Film noir. The black-and-white interplay of light and shadow (not to mention the grays) that has spawned an entire generation of cinematic gems penned by authors such as James M. Cain, Raymond Chandler and Graham Greene, and directed by auteur-s like John Huston, Carol Reed, Orson Welles and the like.
In recent times, film noir had slipped down a bit from celluloid popularity, but it has come back with a bang from the pages of the comic book, thanks majorly to the works of one man – Frank Miller.
Since 1991, Miller has been working on his neo-noir comic strip ‘Sin City’ for the US-based Dark Horse Comics. And his work (later turned into a blockbuster film directed by Miller himself with Robert Rodriguez and Quentin Tarantino) has been instrumental in acquainting the members of a new generation with film noir – one of them being me.

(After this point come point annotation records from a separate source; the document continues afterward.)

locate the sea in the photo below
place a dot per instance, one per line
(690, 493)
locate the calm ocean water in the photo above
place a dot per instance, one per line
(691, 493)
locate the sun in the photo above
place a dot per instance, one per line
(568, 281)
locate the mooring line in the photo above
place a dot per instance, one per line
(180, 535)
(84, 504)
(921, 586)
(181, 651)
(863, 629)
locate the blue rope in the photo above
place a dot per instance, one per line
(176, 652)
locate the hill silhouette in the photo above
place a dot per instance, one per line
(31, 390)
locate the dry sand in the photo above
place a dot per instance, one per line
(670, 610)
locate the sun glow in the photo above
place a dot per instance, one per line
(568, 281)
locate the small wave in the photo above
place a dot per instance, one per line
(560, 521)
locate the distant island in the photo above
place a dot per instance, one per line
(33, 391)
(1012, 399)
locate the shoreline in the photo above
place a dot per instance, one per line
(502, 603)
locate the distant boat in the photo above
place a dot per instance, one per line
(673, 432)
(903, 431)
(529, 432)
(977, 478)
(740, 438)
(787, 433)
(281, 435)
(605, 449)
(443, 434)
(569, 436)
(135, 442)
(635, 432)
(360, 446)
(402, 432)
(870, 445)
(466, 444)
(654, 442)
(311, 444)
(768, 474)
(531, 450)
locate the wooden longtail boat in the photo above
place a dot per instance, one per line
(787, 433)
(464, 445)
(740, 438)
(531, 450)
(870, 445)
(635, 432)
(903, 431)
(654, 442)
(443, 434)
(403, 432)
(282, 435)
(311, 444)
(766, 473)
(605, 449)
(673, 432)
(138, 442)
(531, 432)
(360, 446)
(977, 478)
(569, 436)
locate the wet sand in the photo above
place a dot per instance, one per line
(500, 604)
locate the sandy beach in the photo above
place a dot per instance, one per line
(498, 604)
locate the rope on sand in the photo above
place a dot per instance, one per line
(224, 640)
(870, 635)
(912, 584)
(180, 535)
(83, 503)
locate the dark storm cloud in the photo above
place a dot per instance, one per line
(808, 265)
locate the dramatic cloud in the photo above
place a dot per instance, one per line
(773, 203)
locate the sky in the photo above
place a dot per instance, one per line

The project I have thought of is inspired by both the moody B/W cinematography of the old noir films and the primarily duotone (with the occasional splash of red or yellow) artwork of Miller with his mind-blowing use of negative space to achieve the same edgy and dangerous atmosphere (something Bill Watterson has spoofed wonderfully in the ‘Tracer Bullet’-themed stories of his ‘Calvin & Hobbes’ series).
All of us – well, okay, most of us have thought of ourselves as a detective or a secret agent at some point in our childhood. Growing up in Calcutta, India, where femmes fatales and trench coats are equally rare, these daydreams were even more exotic to me. Since I couldn’t do those heroic acts myself, I did them in my drawings. I read detective fiction (from Sherlock Holmes to Perry Mason, and beyond), watched films (from James Bond to ‘Se7en’), and generally fried my brain drawing the same in page after page of my sketchbooks. This project is an outcome of – and a tribute to – that eclectic childhood melting pot.